Two distance‑based metrics were defined. The link‑level distance measures the geographic distance for each individual friend→follower edge, while the user‑level distance computes the median distance between a user and all of its followers, thereby mitigating the bias introduced by highly popular users who have many long‑range followers. The authors argue that the user‑level metric better reflects a typical user’s locality.
Global analysis shows that 35 % of links are shorter than 1 000 km and 67 % are under 4 000 km, indicating a predominance of intra‑country or intra‑continent connections. Nevertheless, about 25 % of links exceed 6 500 km, revealing a substantial cross‑continent component; Twitter is therefore not a highly localized network at the link level. At the user level, 80 % of users have a median follower distance below 400 km, suggesting that most users experience strong locality, but popularity correlates positively with distance—more popular users tend to have farther‑reaching follower bases.
The study then focuses on the 15 countries contributing the most friends, which together account for roughly 90 % of the dataset. The United States dominates, providing about half of all friends, followers, and links. Countries are grouped by official language: English‑speaking (US, Canada, UK, Ireland, India, Australia) versus non‑English (Brazil, Spain, Germany, France, Italy, Indonesia, Japan, Netherlands).

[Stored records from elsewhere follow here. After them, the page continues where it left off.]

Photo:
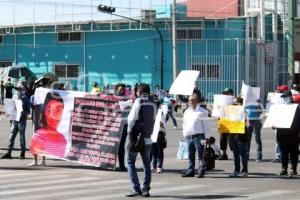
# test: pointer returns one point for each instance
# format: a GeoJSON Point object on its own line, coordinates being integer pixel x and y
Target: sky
{"type": "Point", "coordinates": [15, 12]}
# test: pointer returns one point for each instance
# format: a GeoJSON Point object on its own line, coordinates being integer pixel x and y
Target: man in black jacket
{"type": "Point", "coordinates": [140, 125]}
{"type": "Point", "coordinates": [288, 140]}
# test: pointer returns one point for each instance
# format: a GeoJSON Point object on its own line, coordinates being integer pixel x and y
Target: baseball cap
{"type": "Point", "coordinates": [287, 93]}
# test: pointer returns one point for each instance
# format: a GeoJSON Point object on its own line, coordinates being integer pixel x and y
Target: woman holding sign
{"type": "Point", "coordinates": [47, 140]}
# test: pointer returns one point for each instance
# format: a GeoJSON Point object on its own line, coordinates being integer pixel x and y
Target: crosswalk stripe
{"type": "Point", "coordinates": [170, 188]}
{"type": "Point", "coordinates": [35, 177]}
{"type": "Point", "coordinates": [107, 186]}
{"type": "Point", "coordinates": [60, 187]}
{"type": "Point", "coordinates": [47, 182]}
{"type": "Point", "coordinates": [265, 194]}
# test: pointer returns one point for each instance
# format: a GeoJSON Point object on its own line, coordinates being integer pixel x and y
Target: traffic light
{"type": "Point", "coordinates": [107, 9]}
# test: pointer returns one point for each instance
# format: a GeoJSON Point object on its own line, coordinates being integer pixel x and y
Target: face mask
{"type": "Point", "coordinates": [286, 100]}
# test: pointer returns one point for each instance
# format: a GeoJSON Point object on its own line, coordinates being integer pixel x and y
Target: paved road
{"type": "Point", "coordinates": [68, 180]}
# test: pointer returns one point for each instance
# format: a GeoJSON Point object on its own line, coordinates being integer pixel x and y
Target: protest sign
{"type": "Point", "coordinates": [184, 83]}
{"type": "Point", "coordinates": [249, 94]}
{"type": "Point", "coordinates": [231, 119]}
{"type": "Point", "coordinates": [97, 125]}
{"type": "Point", "coordinates": [221, 100]}
{"type": "Point", "coordinates": [280, 116]}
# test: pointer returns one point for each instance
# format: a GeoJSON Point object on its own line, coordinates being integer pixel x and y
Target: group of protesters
{"type": "Point", "coordinates": [139, 124]}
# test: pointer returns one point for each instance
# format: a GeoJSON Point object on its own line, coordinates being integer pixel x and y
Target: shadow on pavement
{"type": "Point", "coordinates": [198, 196]}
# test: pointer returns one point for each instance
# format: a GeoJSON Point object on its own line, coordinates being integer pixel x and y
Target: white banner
{"type": "Point", "coordinates": [184, 83]}
{"type": "Point", "coordinates": [250, 94]}
{"type": "Point", "coordinates": [221, 100]}
{"type": "Point", "coordinates": [280, 116]}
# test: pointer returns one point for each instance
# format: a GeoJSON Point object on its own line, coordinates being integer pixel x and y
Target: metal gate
{"type": "Point", "coordinates": [229, 63]}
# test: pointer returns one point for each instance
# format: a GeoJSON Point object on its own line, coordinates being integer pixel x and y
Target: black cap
{"type": "Point", "coordinates": [228, 91]}
{"type": "Point", "coordinates": [287, 93]}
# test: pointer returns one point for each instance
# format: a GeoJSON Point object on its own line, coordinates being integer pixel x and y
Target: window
{"type": "Point", "coordinates": [66, 71]}
{"type": "Point", "coordinates": [69, 36]}
{"type": "Point", "coordinates": [188, 34]}
{"type": "Point", "coordinates": [5, 64]}
{"type": "Point", "coordinates": [207, 71]}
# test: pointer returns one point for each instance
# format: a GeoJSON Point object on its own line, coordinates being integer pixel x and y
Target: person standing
{"type": "Point", "coordinates": [95, 89]}
{"type": "Point", "coordinates": [19, 125]}
{"type": "Point", "coordinates": [8, 89]}
{"type": "Point", "coordinates": [224, 137]}
{"type": "Point", "coordinates": [238, 144]}
{"type": "Point", "coordinates": [288, 140]}
{"type": "Point", "coordinates": [253, 116]}
{"type": "Point", "coordinates": [141, 122]}
{"type": "Point", "coordinates": [2, 87]}
{"type": "Point", "coordinates": [196, 132]}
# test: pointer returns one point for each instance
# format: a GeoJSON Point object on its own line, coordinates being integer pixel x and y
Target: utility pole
{"type": "Point", "coordinates": [174, 39]}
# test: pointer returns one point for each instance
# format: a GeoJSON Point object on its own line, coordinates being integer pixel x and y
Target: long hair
{"type": "Point", "coordinates": [50, 96]}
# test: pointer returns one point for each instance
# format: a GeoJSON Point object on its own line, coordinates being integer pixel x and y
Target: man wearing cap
{"type": "Point", "coordinates": [196, 132]}
{"type": "Point", "coordinates": [224, 136]}
{"type": "Point", "coordinates": [288, 140]}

For each country, the authors compute the proportion of outgoing links that stay within the country, go to the US, or go elsewhere. Three distinct profiles emerge:
- US profile – over 70 % of its links are domestic, reflecting both its sheer size and a strong local culture.
- Local profile – countries such as Brazil, the Netherlands, Germany, Spain, and Indonesia retain a higher share of links domestically than to the US or other nations. Brazil is extreme, with nearly 80 % of its links staying within the country, underscoring the role of language and cultural cohesion.
- External (US‑oriented) profile – English‑official countries (UK, Australia, India) exhibit a large fraction of links directed to the US, indicating an “external locality” effect driven by the US’s dominance in Twitter’s user base and shared language.
User‑level analysis of four representative nations (Brazil, US, UK, France) confirms these patterns. Brazil shows 90 % intra‑country follower median distance; the US shows about 60 %; the UK displays a bipartite behavior where less popular users are locally oriented while popular users have most followers in the US; France shows a similar but less pronounced bipartition with a bias toward intra‑country connections.
The authors conclude that while Twitter exhibits a noticeable intra‑country locality, the overall network is heavily shaped by the United States’ demographic weight. Consequently, any system‑level optimizations (caching, CDN placement, data‑center allocation) must consider per‑country language and cultural factors rather than relying on a global locality assumption. Limitations include reliance on self‑reported location strings (which may be inaccurate or missing), the age of the dataset (2011), and API‑induced sampling bias. Future work is suggested to incorporate up‑to‑date data, mobile GPS signals, and additional socio‑economic variables to build a more nuanced, dynamic model of locality in online social networks.